David Duchovny had some good moments in “The Walk”, especially during his interview with Rappo. Unfortunately, he was forced to play Mulder out of character in the only glaring mischaracterization of the piece, when Mulder is made to tell Rappo, “You’re a soldier, you knew what you were risking when you signed up.” This opens the door for a set speech on the politics of the Gulf War from Rappo; the entire scene sounded contrived and out of place. Mulder is generally neither this callous nor this blunt. The X-Files “gets political” all the time, but usually it is more subtly done than this. For the rest of the piece, however, he didn’t have much to do besides show Mulder’s impatience with whoever he happened to be talking to. Clearly, Agent Mulder has what is called “a problem with authority figures”.
But the show belongs to Gillian Anderson, who plays Dana Scully like gangbusters. Without at any time making her character bitchy or abrasive, she fearlessly confronts the uniformed authority of the General (and this from a Navy daughter, no less) and the sexual innuendo of Rappo. At no time does she flinch, lose her cool, or walk away and leave her gun on the floor. I am so tired of seeing Scully do stupid things in the service of the plot that almost any story that showed her minimally competent would have been welcome, but to see her one step ahead of Mulder (the fingerprints are on their way to NCIC for identification even as she tells Mulder about them) and in full charge of an investigation was occasion for outright rejoicing. Gillian Anderson, Rob Bowman and John Shiban should throw bouquets at one another for the scene where Scully faces down the General in his own den, reciting a litany of tragedies erased from the records of his men.

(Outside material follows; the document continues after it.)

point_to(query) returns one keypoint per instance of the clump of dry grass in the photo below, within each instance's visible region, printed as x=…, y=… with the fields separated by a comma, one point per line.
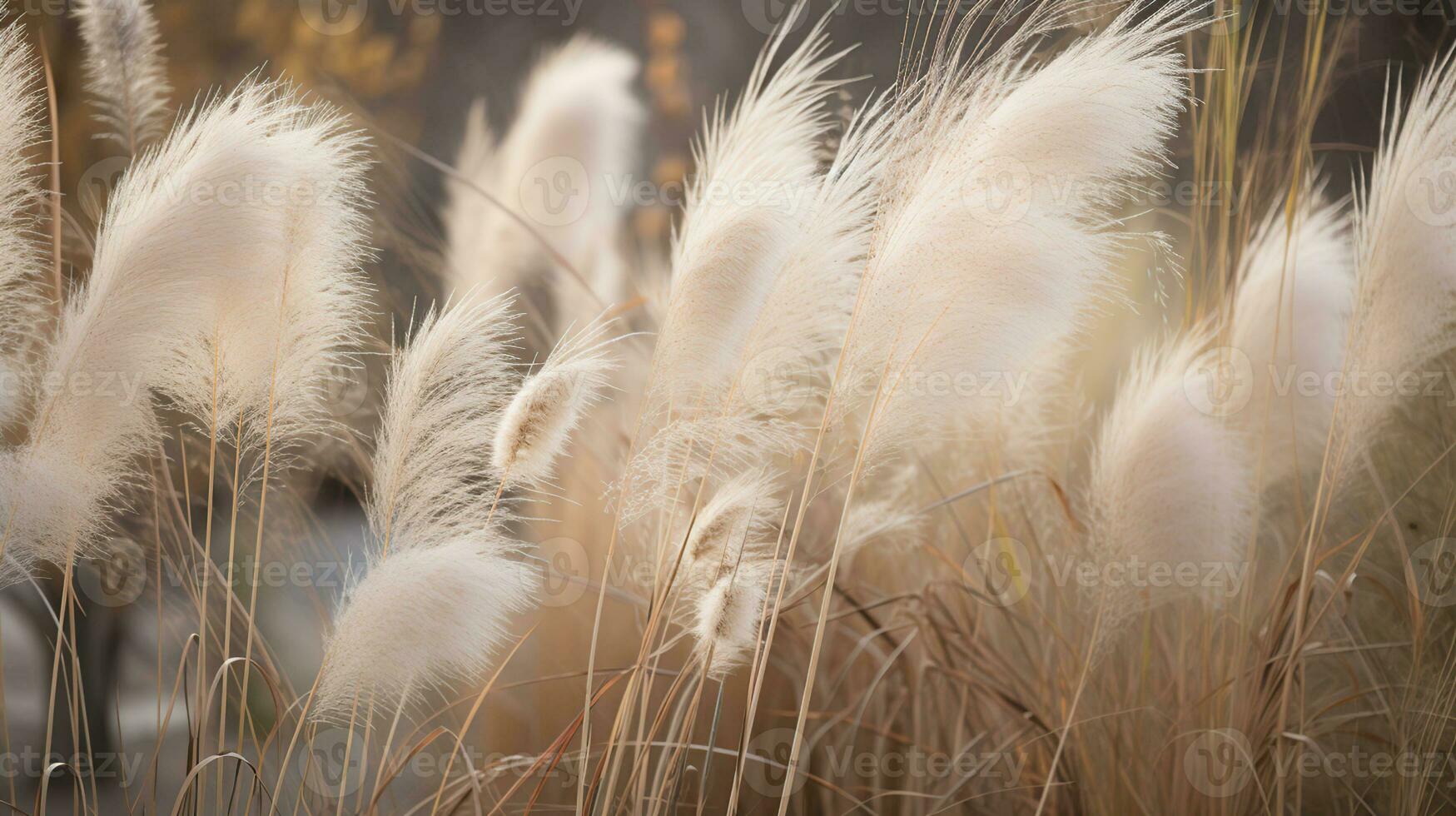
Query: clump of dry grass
x=841, y=535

Director Rob Bowman gets the maximum scare out of every shadow, evoking fears that lie at the base of the brain: spectral figures flit across screens, shadows are glimpsed out of the corner of the eye, and ghostly voices whisper threats just below the threshold of hearing. The general’s aide, swimming alone, is strangled and drowned by an invisible attacker whose shadow, projected onto the ceiling by the pool light, pursues hers across the pool. An orderly who knows more than he is telling is killed in his cell by an unknown force after screaming, “He knows this place! He’s been here!” In scene after scene, little touches add just enough creepiness to keep the tension winding: insects in Roach’s apartment, a halo of light around the veterans gathered for a therapy session, the stunning underwater shots of Captain Draper’s struggle in the pool.
There were familiar elements in this episode, as noted, but I have always said that the originality of the tale is less important than the freshness of its retelling; in 3,000 years of written literature there cannot be many plots we have not already run across. This tale of anguish and unbearable tragedy potentially touches all of us, or at least those of us who have lost a loved one. That it mingles this universal condition with the plight of neglected veterans is a brilliant touch. My congratulations to John Shiban for a praiseworthy debut.
This episode gets four out of five sunflower seeds, and a respectful salute.